#SparkUI | Explore Tumblr posts and blogs

govindhtech · 6 months ago

Text

Built-In Spark UI: Real-Time Job Tracking For Spark Batches

Dataproc Serverless: More rapid, simpler, and intelligent. To provide new features that further improve the speed, ease of use, and intelligence of Dataproc Serverless.

Elevate your Spark experience with:

Native query execution: Take use of the new Native query execution in the Premium tier to see significant speed improvements.

Using Spark UI for smooth monitoring: With a built-in Spark UI that is accessible by default for all Spark batches and sessions, you can monitor task progress in real time.

Investigation made easier: Troubleshoot batch operations from a single “Investigate” page that automatically filters logs by errors and shows all the important metrics highlighted.

Using Gemini for proactive autotuning and supported troubleshooting: Allow Gemini to reduce malfunctions and adjust performance by analyzing past trends. Utilize Gemini-powered insights and suggestions to swiftly address problems.

Accelerate your Spark jobs with native query execution

By enabling native query execution, you may significantly increase the performance of your Spark batch tasks in the Premium tier on Dataproc Serverless Runtimes 2.2.26+ or 1.2.26+ without requiring any modifications to your application.Image Credit To Google Cloud

In the experiments using queries taken from the TPC-DS and TPC-H benchmarks, this new functionality in the Dataproc Serverless Premium tier increased the query performance by around 47%.

The 1TB GCS Parquet data and queries produced from the TPC-DS and TPC-H standards serve as the foundation for the performance findings. Since these runs do not meet all of the standards of the TPC-DS standard and the TPC-H standard specification, they cannot be compared to published TPC-DS standard and TPC-H standard results.

Use the native query execution qualifying tool to get started right away. It will make it simple to find tasks that qualify and calculate possible performance improvements. Once the batch tasks on the list have been identified for native query execution, you may activate it to speed up the operations and perhaps save money.

Seamless monitoring with Spark UI

Are you sick and weary of battling to manage and build up persistent history server (PHS) clusters for the sole purpose of debugging your Spark batches? Wouldn’t it be simpler to see the Spark UI in real-time without having to pay for the history server?

Up until recently, establishing and maintaining a separate Spark persistent history server was necessary for tracking and debugging Spark activities in Dataproc Serverless. Importantly, the history server has to be set up for every batch run. Otherwise, the batch job’s study of the open-source user interface would not be possible. Additionally, switching between apps was sluggish in the open-source user interface.

It have clearly heard you. It present Dataproc Serverless’s completely managed Spark UI, which simplifies monitoring and troubleshooting.

In both the Standard and Premium levels of Dataproc Serverless, the Spark UI is integrated and accessible immediately for any batch job and session at no extra cost. Just submit your task, and you can immediately begin using the Spark UI to analyze performance in real time.

Accessing the Spark UI

The “VIEW SPARK UI” link is located in the upper right corner.Image Credit To Google Cloud

With detailed insights into your Spark job performance, the new Spark UI offers the same robust functionality as the open-source Spark History Server. Browse active and finished applications with ease, investigate jobs, stages, and tasks, and examine SQL queries to have a thorough grasp of how your application is being executed.

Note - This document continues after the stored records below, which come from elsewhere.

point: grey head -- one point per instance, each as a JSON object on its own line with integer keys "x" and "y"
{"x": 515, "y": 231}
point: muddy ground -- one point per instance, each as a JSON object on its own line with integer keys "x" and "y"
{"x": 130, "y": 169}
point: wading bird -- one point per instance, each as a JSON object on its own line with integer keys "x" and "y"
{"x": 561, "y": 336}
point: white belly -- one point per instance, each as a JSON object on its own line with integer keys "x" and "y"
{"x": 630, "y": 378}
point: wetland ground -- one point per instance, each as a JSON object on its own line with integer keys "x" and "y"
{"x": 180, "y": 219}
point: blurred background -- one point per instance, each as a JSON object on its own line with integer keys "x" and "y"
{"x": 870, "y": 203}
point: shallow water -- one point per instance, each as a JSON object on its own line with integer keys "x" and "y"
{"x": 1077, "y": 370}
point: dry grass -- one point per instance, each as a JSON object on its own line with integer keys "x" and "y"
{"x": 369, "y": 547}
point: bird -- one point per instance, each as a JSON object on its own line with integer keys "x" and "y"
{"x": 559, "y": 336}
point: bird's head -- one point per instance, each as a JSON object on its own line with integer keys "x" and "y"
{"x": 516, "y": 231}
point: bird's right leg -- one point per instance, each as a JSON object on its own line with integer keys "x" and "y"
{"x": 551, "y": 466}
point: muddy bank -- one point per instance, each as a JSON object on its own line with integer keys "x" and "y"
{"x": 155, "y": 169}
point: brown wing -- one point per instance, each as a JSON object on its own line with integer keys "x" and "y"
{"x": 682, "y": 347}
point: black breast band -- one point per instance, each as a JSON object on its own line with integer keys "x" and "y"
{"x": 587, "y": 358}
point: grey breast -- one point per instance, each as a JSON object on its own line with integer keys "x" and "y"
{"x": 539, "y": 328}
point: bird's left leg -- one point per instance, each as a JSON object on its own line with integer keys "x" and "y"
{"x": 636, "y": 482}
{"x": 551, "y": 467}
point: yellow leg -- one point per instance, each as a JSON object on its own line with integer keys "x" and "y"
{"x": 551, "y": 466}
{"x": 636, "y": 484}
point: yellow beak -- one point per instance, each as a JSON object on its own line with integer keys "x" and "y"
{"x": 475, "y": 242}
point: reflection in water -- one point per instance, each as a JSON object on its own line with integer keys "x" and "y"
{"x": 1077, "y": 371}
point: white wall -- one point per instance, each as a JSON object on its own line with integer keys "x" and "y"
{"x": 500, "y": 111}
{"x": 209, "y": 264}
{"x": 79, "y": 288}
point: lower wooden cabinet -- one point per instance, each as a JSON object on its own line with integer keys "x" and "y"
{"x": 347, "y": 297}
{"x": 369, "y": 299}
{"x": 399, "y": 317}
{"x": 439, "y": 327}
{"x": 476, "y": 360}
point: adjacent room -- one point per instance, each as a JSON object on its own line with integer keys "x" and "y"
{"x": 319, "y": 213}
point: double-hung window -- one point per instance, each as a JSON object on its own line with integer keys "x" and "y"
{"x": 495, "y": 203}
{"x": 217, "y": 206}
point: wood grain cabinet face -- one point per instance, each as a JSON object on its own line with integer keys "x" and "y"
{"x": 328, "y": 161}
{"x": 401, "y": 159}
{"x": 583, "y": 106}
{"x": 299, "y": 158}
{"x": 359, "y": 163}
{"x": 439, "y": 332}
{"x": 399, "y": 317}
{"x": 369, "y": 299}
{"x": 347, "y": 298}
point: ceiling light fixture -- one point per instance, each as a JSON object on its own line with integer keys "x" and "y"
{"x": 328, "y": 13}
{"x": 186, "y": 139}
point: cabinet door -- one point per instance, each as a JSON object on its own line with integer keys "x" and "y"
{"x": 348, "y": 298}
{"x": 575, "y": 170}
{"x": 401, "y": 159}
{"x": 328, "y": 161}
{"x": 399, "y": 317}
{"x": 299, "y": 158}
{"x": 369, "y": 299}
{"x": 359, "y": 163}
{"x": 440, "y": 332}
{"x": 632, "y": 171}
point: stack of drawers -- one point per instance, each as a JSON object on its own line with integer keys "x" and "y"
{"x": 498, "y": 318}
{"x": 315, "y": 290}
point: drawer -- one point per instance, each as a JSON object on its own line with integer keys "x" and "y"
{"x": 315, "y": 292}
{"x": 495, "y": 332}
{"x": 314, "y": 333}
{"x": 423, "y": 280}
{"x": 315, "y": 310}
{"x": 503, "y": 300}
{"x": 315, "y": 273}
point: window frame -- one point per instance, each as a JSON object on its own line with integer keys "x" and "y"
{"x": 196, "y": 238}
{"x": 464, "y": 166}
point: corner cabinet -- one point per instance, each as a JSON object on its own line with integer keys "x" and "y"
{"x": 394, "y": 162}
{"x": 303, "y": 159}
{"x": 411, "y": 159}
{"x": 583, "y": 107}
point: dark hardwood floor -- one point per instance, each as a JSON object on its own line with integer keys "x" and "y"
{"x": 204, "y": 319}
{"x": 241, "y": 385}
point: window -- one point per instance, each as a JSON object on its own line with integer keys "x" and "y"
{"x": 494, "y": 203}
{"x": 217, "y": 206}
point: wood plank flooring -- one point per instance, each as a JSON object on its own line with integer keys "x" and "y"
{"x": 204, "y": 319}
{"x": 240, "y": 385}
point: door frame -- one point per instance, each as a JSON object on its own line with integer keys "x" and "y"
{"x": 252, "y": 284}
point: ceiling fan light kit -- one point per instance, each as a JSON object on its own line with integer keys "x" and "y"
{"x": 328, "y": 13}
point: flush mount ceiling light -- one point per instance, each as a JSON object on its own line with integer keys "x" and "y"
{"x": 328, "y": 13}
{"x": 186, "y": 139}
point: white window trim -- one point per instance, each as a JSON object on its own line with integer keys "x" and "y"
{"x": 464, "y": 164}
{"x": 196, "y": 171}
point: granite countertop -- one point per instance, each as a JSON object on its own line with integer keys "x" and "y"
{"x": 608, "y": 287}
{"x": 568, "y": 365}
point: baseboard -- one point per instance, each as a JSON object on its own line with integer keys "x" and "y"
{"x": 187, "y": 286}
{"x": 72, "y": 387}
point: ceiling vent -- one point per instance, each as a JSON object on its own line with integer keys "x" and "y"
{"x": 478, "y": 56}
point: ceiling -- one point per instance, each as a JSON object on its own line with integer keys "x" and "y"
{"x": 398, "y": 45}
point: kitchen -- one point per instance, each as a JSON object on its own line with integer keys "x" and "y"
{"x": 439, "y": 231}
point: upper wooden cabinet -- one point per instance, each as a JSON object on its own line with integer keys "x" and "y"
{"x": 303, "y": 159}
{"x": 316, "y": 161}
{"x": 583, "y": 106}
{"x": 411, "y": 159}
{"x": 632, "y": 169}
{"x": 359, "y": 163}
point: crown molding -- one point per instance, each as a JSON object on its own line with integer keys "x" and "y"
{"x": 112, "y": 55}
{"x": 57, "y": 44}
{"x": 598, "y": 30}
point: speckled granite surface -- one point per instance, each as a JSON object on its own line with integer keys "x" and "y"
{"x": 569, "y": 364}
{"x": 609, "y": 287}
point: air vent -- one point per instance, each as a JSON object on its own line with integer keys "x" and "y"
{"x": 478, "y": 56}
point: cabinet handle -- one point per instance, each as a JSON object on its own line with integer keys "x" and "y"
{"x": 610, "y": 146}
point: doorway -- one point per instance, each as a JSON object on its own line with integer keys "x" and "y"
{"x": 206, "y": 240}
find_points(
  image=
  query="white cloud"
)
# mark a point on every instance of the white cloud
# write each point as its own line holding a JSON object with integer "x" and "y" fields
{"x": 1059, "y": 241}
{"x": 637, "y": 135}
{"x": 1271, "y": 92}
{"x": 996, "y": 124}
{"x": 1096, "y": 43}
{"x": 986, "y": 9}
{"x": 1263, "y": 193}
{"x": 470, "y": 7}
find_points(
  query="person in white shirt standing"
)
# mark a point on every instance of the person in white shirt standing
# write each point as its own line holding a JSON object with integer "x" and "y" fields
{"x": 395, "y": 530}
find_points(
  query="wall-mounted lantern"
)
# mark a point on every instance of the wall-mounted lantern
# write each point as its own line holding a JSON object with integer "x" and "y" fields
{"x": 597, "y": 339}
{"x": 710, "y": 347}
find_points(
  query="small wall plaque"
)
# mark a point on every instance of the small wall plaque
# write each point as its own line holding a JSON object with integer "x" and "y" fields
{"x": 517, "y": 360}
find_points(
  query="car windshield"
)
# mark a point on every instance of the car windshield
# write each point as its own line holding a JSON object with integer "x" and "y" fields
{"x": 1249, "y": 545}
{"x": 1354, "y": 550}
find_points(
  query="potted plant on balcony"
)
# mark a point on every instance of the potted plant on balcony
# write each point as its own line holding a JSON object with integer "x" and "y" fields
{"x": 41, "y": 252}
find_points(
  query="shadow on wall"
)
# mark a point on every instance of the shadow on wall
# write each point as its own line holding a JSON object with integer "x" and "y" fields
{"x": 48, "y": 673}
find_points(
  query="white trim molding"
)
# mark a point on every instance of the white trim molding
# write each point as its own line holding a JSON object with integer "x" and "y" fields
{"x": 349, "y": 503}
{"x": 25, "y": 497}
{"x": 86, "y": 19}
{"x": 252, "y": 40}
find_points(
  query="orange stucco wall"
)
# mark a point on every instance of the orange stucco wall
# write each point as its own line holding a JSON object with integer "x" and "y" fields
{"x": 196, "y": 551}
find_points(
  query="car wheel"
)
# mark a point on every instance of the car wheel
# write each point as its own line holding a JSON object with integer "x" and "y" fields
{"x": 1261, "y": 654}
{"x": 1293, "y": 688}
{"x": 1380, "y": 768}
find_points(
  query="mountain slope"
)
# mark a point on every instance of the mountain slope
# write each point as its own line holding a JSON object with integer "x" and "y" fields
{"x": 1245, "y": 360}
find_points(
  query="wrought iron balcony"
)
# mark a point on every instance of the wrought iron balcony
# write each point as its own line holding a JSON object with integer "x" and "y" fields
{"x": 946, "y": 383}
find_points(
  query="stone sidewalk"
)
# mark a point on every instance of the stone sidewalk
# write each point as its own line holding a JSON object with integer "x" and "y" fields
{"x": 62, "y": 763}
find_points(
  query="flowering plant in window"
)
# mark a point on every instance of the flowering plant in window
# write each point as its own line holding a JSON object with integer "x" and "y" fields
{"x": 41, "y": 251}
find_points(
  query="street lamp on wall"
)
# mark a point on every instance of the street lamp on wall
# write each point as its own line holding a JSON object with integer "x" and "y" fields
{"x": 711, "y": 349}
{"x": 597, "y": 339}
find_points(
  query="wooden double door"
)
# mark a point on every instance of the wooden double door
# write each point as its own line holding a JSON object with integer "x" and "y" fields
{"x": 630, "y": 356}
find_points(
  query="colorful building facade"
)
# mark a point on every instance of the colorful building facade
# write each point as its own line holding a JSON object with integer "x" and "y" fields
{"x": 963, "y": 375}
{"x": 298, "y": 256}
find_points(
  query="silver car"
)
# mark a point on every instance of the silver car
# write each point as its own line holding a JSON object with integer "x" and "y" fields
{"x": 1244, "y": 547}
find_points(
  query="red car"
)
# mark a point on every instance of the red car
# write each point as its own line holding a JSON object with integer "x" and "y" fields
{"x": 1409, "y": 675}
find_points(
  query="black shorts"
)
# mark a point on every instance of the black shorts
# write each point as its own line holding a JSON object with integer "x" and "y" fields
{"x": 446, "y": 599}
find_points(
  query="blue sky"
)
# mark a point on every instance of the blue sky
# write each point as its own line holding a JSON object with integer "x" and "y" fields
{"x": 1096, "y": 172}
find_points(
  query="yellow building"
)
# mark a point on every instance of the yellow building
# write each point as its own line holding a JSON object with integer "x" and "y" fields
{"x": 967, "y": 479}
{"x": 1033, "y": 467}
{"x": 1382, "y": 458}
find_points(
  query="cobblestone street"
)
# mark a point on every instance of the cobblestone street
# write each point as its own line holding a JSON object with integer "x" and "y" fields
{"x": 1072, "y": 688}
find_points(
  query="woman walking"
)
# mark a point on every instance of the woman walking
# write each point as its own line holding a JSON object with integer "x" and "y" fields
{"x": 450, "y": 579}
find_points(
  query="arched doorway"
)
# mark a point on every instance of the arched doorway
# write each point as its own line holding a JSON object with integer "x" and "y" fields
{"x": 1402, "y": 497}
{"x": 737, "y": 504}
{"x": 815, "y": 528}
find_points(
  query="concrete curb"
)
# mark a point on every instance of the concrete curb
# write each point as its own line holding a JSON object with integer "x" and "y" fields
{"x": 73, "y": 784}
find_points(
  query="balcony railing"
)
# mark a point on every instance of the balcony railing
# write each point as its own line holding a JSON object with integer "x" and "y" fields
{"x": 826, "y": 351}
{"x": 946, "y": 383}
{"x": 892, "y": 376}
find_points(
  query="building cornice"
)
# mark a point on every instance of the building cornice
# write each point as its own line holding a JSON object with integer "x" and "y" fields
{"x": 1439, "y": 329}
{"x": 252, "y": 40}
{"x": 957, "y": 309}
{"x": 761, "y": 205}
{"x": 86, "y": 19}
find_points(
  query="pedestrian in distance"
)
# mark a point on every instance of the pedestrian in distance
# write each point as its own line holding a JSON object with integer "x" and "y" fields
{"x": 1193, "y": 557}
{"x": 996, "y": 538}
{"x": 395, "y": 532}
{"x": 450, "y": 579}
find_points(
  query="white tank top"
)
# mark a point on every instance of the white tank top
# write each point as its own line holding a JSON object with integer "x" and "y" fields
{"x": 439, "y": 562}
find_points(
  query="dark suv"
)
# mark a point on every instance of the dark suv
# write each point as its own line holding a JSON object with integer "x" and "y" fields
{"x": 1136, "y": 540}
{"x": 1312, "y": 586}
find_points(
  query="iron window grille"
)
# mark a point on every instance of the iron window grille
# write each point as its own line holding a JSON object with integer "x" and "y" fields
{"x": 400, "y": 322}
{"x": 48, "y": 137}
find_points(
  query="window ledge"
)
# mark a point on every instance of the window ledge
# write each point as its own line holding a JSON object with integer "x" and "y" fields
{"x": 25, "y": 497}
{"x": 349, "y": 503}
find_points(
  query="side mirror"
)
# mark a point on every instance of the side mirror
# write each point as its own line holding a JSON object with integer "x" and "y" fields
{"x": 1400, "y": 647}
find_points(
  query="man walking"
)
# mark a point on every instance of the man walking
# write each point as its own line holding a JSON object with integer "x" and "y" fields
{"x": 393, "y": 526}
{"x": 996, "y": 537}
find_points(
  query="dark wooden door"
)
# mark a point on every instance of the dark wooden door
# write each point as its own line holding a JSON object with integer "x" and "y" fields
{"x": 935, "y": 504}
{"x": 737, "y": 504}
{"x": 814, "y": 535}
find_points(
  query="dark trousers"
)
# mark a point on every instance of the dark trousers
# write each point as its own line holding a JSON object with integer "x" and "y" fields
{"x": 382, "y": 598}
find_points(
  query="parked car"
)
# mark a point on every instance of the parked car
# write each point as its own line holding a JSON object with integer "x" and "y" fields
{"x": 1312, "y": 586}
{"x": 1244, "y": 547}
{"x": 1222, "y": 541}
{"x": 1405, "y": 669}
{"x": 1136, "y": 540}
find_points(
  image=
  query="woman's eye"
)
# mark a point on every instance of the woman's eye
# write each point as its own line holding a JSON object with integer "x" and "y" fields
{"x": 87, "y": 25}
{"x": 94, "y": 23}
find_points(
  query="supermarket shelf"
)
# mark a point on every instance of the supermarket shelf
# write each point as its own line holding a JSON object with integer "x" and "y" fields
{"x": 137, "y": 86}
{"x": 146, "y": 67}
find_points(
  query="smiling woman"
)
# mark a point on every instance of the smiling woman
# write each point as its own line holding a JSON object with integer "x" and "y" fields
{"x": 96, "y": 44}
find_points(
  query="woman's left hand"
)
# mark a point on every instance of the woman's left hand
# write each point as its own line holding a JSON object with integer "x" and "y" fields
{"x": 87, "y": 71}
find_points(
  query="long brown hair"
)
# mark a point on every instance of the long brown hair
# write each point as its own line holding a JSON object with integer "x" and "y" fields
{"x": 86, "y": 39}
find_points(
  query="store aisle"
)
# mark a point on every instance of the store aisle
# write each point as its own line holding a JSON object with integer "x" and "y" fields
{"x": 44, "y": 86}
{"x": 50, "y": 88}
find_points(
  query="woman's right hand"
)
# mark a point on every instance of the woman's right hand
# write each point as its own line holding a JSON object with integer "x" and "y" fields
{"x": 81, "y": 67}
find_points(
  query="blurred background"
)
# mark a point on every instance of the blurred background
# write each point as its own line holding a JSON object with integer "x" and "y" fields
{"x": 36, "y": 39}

Use thorough execution information to diagnose problems and identify bottlenecks quickly.

The ‘Executors’ page offers direct connections to the relevant logs in Cloud Logging for even more in-depth investigation, enabling you to look into problems pertaining to certain executors right away.

If you have previously set up a Persistent Spark History Server, you may still see it by clicking the “VIEW SPARK HISTORY SERVER” link.

Streamlined investigation (Preview)

You may get immediate diagnostic highlights gathered in one location with the new “Investigate” option in the Batch details page.

The key metrics are automatically shown in the “Metrics highlights” area, providing you with a comprehensive view of the state of your batch task. If you want more metrics, you have the option to design a custom dashboard.Image Credit To Google Cloud

A widget called “Job Logs” displays the logs sorted by mistakes underneath the metrics highlights, allowing you to quickly identify and fix issues.

Proactive autotuning and assisted troubleshooting with Gemini (Preview)

Finally, when submitting your batch job setups, Gemini in BigQuery may assist simplify the process of optimizing hundreds of Spark attributes. Gemini can eliminate the need to go through many gigabytes of logs in order to debug the operation if it fails or runs slowly.

Enhance performance: Gemini may automatically adjust your Dataproc Serverless batch tasks’ Spark settings for optimum dependability and performance.

Simplify troubleshooting: By selecting “Ask Gemini” for AI-powered analysis and help, you may rapidly identify and fix problems with sluggish or unsuccessful tasks.